Andrea Cigni’s production of “Pia de’ Tolomei,” a 19th-century opera by Gaetano Donizetti that has its origins in Dante's "Purgatory," comes to the United States after playing limited engagements at three theaters in Italy in late 2017 and early 2018. While the opera in Charleston features a mostly new company of singers, Cigni’s production includes the original set.

“We try to evoke something,” Cigni said. “We would like to suggest something. I think the theater has a responsibility to give some information, and the audience has the other responsibility to take this information and create a message.”

The opera presents a melding of a love story and a history of conflict, but the plot is not a complicated one. Pia de’ Tolomei loves her husband, Nello. Ghino, Nello’s cousin, also loves Pia, but Pia is not interested in him. Ghino’s jealousy drives him to convince Nello that Pia has been unfaithful.

The story dates to the 13th century, during a time where the papacy (supported by the Guelphs) and the Holy Roman Empire (supported by the Ghibellines) struggled for power. To make the history in this production more understandable for audiences, Cigni chose to set the opera in pre-World War II Tuscany. His decision was based on the different ways women have been treated in society.

“In the medieval society, the woman in the society was not so important, she had to stay at home," Cigni said. "In the meantime, in the fascist period (of the 20th century), the importance of men in that period was very high.”

Because of this, Cigni makes Pia one of the people who, during the war, recover and hide art from Nazis intent on destroying it.

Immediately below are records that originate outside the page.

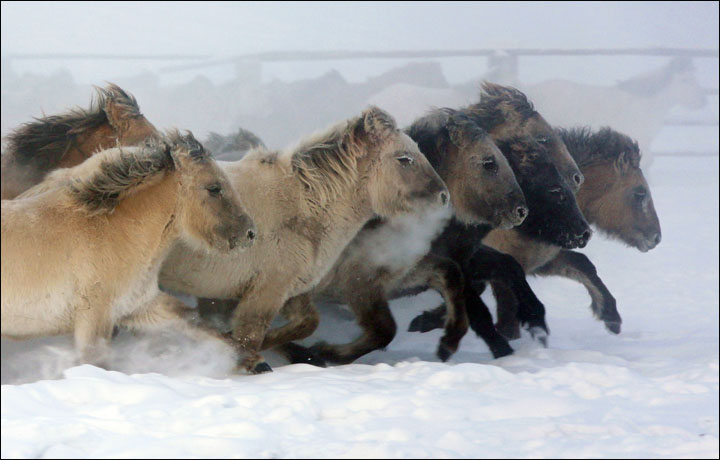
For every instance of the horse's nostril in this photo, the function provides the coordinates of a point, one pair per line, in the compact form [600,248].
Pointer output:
[443,197]
[656,238]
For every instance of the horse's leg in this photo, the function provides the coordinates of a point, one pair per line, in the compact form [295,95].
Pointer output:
[429,319]
[303,320]
[445,276]
[251,321]
[378,329]
[216,312]
[577,266]
[93,330]
[487,264]
[481,322]
[168,312]
[479,318]
[507,322]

“She would like to preserve the art, preserve the culture, preserve a memory of the people against an imminent war,” Cigni said. “I would like to analyze the figure of a woman inserted in a society where politics, honor and power are the most important things. She tries to come out from this situation.”

On stage, Cigni and set designer Dario Gessati have given the audience a physical indication of how Pia interacts with the world. In the middle of the stage is a cube, a space just for Pia. Inside, Cigni said, Pia is safe and protected.

Pia’s secrets are only discussed inside this house. People outside may try to spy on what happens inside but, Cigni said, they listen without completely understanding. In the second act, which sees Pia in exile, the cube is lifted, removing her security.

Gessati, who has worked at Spoleto Festival USA’s former sister festival, the Festival of Two Worlds in Italy, drew his inspiration from rationalist architects of the 1920s and 1930s. This movement, inspired by logically and mathematically ordered design, has resulted in a set for “Pia de’ Tolomei” that contains simple geometrical lines. One particular influence Gessati points out is the Palazzo della Civilta Italiana, also known as the Colosseo Quadrato.

“I wanted the core of the story held in a plastic model, a geometric and monolithic volume that could limit the action (on stage), but not the thoughts,” he said.

In designing this set, Gessati worked to stay true to the vision he and Cigni shared while knowing that this opera would travel to different venues.

“When I plan, I immediately think that the idea and the atmosphere must remain as correct and unchanged as possible despite the different architecture,” Gessati said.

Cigni will work with his new cast to evoke love as well as the pain of conflict.

“At the very end, this cube comes down on stage,” Cigni said. “It comes back. And all the paintings are around this cube, representing the world of Pia. In front of love, in front of death, in front of the sensitivity of this woman, she asked for a moment to stop with this stupid war.”